A vibrant dish with shrimp and zucchini noodles in lemon-garlic broth, ready in 15 minutes.

# What You’ll Need:

→ Seafood

01 - 9 oz large shrimp, peeled and deveined

→ Vegetables

02 - 2 medium zucchinis, spiralized into noodles
03 - 1 cup cherry tomatoes, halved
04 - 2 cloves garlic, finely minced
05 - 2 tablespoons fresh parsley, chopped

→ Broth & Seasoning

06 - 2 cups low-sodium chicken or vegetable broth
07 - 2 tablespoons olive oil
08 - Zest and juice of 1 lemon
09 - 1/2 teaspoon crushed red pepper flakes (optional)
10 - Salt and freshly ground black pepper to taste

# How-To:

01 - Heat 1 tablespoon olive oil in a large skillet over medium-high heat.

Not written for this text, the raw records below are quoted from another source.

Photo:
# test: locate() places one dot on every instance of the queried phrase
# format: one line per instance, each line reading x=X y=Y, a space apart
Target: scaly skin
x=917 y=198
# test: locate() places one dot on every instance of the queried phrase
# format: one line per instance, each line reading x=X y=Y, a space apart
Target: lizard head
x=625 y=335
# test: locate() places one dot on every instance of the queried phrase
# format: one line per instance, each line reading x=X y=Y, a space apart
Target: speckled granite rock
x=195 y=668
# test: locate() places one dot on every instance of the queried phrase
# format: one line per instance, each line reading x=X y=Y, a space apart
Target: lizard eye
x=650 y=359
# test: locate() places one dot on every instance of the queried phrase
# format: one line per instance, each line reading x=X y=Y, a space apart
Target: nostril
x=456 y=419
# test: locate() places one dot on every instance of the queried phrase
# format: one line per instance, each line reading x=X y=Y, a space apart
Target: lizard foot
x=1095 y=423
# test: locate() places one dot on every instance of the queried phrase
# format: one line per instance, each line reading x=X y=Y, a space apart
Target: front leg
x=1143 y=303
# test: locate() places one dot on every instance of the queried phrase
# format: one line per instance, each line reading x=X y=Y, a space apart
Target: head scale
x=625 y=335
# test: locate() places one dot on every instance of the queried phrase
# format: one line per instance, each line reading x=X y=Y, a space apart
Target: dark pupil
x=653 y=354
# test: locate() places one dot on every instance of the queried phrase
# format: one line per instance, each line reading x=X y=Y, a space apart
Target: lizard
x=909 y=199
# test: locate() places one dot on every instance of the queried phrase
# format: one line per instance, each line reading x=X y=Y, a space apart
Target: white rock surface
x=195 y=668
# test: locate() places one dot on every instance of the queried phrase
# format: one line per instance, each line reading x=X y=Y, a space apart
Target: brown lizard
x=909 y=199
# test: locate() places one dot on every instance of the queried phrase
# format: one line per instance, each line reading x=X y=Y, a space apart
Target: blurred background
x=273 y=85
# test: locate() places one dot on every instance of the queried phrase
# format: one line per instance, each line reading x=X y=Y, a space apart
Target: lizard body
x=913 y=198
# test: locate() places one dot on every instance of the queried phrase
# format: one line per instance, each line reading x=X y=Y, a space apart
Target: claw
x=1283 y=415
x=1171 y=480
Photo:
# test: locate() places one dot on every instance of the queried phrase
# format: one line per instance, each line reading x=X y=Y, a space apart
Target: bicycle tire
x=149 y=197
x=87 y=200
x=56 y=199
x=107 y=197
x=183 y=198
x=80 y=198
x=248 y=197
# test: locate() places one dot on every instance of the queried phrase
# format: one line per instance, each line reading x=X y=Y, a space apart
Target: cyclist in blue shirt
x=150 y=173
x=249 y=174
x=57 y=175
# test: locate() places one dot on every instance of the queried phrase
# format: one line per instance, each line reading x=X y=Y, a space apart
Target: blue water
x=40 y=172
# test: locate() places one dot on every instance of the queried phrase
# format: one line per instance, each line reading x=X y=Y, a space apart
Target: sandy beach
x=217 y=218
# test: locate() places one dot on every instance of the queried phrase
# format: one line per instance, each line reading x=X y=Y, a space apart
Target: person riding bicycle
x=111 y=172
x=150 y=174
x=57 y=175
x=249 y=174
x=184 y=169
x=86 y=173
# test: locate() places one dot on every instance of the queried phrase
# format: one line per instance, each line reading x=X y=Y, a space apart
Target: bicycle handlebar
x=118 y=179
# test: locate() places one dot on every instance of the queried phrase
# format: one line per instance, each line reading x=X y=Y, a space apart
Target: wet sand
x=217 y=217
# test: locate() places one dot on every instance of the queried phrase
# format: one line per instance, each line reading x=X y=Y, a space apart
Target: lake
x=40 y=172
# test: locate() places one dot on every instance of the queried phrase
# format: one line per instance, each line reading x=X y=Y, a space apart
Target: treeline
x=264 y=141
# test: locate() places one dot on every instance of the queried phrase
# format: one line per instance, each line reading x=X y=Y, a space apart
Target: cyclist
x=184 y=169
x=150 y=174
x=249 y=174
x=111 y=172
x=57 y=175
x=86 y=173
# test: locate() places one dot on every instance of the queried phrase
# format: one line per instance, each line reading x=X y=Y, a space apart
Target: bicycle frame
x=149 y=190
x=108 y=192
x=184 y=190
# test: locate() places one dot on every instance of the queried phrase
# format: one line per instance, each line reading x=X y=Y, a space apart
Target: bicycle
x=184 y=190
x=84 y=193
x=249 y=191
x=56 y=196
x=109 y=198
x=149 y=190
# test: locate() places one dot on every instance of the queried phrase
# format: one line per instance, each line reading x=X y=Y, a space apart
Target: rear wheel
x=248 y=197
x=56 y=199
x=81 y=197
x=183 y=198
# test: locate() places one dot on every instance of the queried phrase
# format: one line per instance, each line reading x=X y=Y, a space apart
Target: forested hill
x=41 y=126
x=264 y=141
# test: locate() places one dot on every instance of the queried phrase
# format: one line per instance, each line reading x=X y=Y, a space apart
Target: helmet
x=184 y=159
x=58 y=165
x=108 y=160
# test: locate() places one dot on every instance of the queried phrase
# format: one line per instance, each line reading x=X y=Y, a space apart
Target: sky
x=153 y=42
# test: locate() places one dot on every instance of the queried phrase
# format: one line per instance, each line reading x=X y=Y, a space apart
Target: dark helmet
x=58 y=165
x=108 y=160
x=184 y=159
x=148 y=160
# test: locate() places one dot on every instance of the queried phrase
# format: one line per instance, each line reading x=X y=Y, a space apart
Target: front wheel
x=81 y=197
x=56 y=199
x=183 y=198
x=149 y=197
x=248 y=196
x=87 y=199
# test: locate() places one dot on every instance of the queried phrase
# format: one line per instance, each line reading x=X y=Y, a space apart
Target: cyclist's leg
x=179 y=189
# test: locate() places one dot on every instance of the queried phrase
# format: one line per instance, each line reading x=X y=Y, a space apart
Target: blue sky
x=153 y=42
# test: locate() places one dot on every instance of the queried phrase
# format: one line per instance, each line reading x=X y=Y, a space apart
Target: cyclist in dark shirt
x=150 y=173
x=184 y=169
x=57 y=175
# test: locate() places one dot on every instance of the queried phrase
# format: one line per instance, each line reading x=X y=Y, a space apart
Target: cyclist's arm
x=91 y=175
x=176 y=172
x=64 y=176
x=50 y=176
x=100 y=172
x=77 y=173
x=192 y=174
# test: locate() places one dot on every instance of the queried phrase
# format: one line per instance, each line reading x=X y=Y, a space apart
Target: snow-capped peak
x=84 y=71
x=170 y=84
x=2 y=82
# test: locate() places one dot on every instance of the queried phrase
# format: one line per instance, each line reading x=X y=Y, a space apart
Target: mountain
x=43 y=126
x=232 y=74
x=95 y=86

Add shrimp, season lightly with salt and pepper, and cook for 2-3 minutes until pink and opaque. Remove from skillet and set aside.
02 - In the same skillet, add remaining olive oil and minced garlic. Sauté for 30 seconds until fragrant.
03 - Add cherry tomatoes and cook for 1 minute until they begin to soften.
04 - Pour in the broth, lemon zest, and lemon juice. Bring to a simmer.
05 - Add zucchini noodles and cook for 1-2 minutes, stirring gently, until just tender.
06 - Return shrimp to the skillet, add red pepper flakes if using, and toss to combine. Heat through for 1 minute.
07 - Taste and adjust seasoning with salt and pepper as needed. Sprinkle with fresh parsley before serving.

# Expert Advice:

01 -
  • Dinner lands on the table in fifteen minutes flat, no shortcuts that taste like shortcuts.
  • The lemon-garlic broth tastes like something you simmered for hours, but it's just smart seasoning doing the heavy lifting.
  • Zucchini noodles soak up every bit of that bright, citrusy flavor without weighing you down afterward.
02 -
  • Don't skip the initial shrimp sear—that golden crust creates texture contrast that makes this dish memorable instead of one-note.
  • Zucchini releases water as it cooks, so keep the heat at a simmer rather than a boil, or your broth becomes diluted and thin.
03 -
  • Keep your spiralizer blade sharp; dull ones crush zucchini instead of cleanly cutting it, leading to watery noodles.
  • Pat shrimp dry before they hit the pan—any moisture keeps them from developing that crucial golden exterior.